Significance testing on Generalized Additive Mixed Models (GAMMs) - mgcv::gam

Question

I am wondering whether anyone has any insight on comparing the performance of two GAMMs?

Specifically, I want to compare two models:

A "nested model", one with a smoothed age term s(age) and a sex term sex specified as separate response variables.
A "complex model" with a s(age,by=sex) term.

My understanding is that the former is essentially a nested version of the latter, as the latter will fit two smoothed/spline terms--one for male, one for female--while the former will just fit a single, global smoothed/spline term (if this is the correct terminology).

I want to determine whether there is significant sexual dimorphism in ageing trajectories. In a standard multiple linear regression (MLR) model, I would be able to include an age^n*sex interaction and check the p-value, but the addition of the smoothed term complicates matters (the models also contain a random effect, hence the need for a GAMM). The summary(complex_model) printout specifies a separate p-value for the smoothed fit for each sex, making the interpretation of sexual dimorphism more complicated.

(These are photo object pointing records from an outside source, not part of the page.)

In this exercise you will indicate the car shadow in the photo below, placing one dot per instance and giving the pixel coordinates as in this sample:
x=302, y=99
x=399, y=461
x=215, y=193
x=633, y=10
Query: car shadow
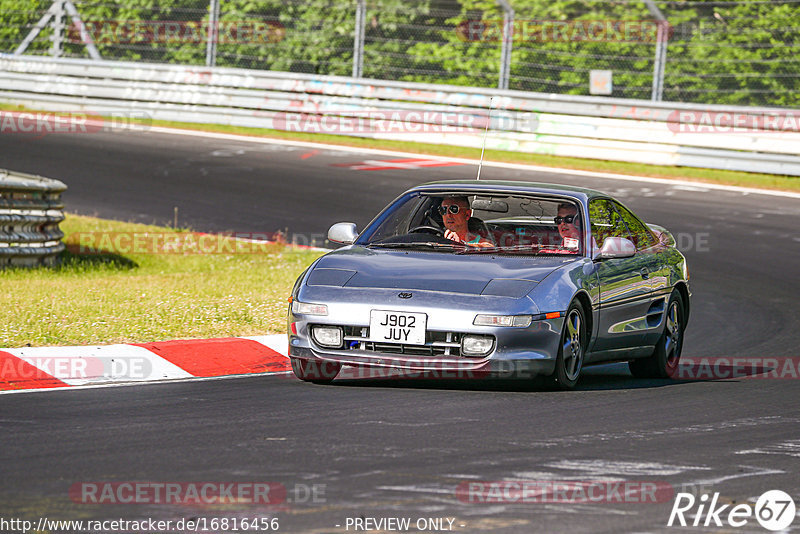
x=613, y=376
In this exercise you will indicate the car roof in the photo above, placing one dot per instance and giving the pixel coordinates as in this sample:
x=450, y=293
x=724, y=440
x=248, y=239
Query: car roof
x=510, y=186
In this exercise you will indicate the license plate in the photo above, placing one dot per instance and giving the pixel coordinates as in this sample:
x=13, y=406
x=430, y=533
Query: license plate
x=397, y=327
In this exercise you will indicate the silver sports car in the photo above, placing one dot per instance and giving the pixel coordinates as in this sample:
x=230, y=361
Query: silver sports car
x=493, y=278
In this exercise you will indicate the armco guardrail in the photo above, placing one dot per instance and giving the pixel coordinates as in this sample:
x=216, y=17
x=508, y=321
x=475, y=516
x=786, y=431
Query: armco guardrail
x=30, y=211
x=736, y=138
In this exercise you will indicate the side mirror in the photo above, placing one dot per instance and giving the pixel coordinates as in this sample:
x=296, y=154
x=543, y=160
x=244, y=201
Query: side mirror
x=665, y=237
x=344, y=233
x=615, y=247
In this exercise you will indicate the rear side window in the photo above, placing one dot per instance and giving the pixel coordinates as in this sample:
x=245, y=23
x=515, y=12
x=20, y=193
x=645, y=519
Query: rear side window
x=605, y=221
x=641, y=236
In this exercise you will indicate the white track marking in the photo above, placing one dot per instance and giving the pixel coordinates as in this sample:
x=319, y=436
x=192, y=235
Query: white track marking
x=787, y=448
x=596, y=468
x=277, y=342
x=138, y=384
x=79, y=366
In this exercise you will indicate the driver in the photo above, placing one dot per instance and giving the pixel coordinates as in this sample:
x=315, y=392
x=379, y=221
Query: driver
x=569, y=226
x=456, y=211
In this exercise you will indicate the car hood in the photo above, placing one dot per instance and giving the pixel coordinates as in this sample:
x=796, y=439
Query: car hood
x=478, y=274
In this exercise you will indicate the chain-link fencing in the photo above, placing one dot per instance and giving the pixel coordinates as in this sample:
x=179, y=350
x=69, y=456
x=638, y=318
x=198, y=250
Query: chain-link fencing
x=727, y=52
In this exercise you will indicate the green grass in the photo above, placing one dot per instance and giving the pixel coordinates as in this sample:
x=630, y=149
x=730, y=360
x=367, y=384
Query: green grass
x=744, y=179
x=117, y=295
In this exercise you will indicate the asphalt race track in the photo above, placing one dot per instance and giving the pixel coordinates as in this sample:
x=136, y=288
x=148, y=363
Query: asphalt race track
x=379, y=449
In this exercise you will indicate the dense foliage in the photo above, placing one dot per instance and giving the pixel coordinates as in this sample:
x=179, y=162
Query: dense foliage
x=742, y=52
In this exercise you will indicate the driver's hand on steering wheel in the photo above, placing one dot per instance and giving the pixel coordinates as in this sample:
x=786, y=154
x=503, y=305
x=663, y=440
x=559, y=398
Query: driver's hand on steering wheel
x=452, y=236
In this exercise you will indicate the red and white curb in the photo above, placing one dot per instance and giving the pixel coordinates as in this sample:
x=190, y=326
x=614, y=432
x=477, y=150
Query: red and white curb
x=30, y=368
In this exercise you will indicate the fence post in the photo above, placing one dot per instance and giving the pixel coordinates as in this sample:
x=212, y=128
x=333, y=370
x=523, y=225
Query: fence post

I don't think that it is an interaction term in the same sense as in the MLR model. However, it seems clear to me that a significant improvement in overall model performance in a complex model vs a nested model would nevertheless serve as evidence of sexual dimorphism.

Since both models have log likelihoods, I could see an argument for using a Likelihood Ratio Test (LRT). However, I understand that GAMMs have properties that makes their analysis less straightforward than some other types of models, so I am a bit wary of using the LRT uncritically. I also know that I can compare the AICs of both models, but it is not clear to me how to test for "a significant difference" between two AIC values, or if this is even possible. I am thus wondering whether there is another robust way of comparing the performance of these two models, particularly one that provides a p-value.

Here is a little more information, in case it is helpful:

The models are being generated in R using mgcv::gamm()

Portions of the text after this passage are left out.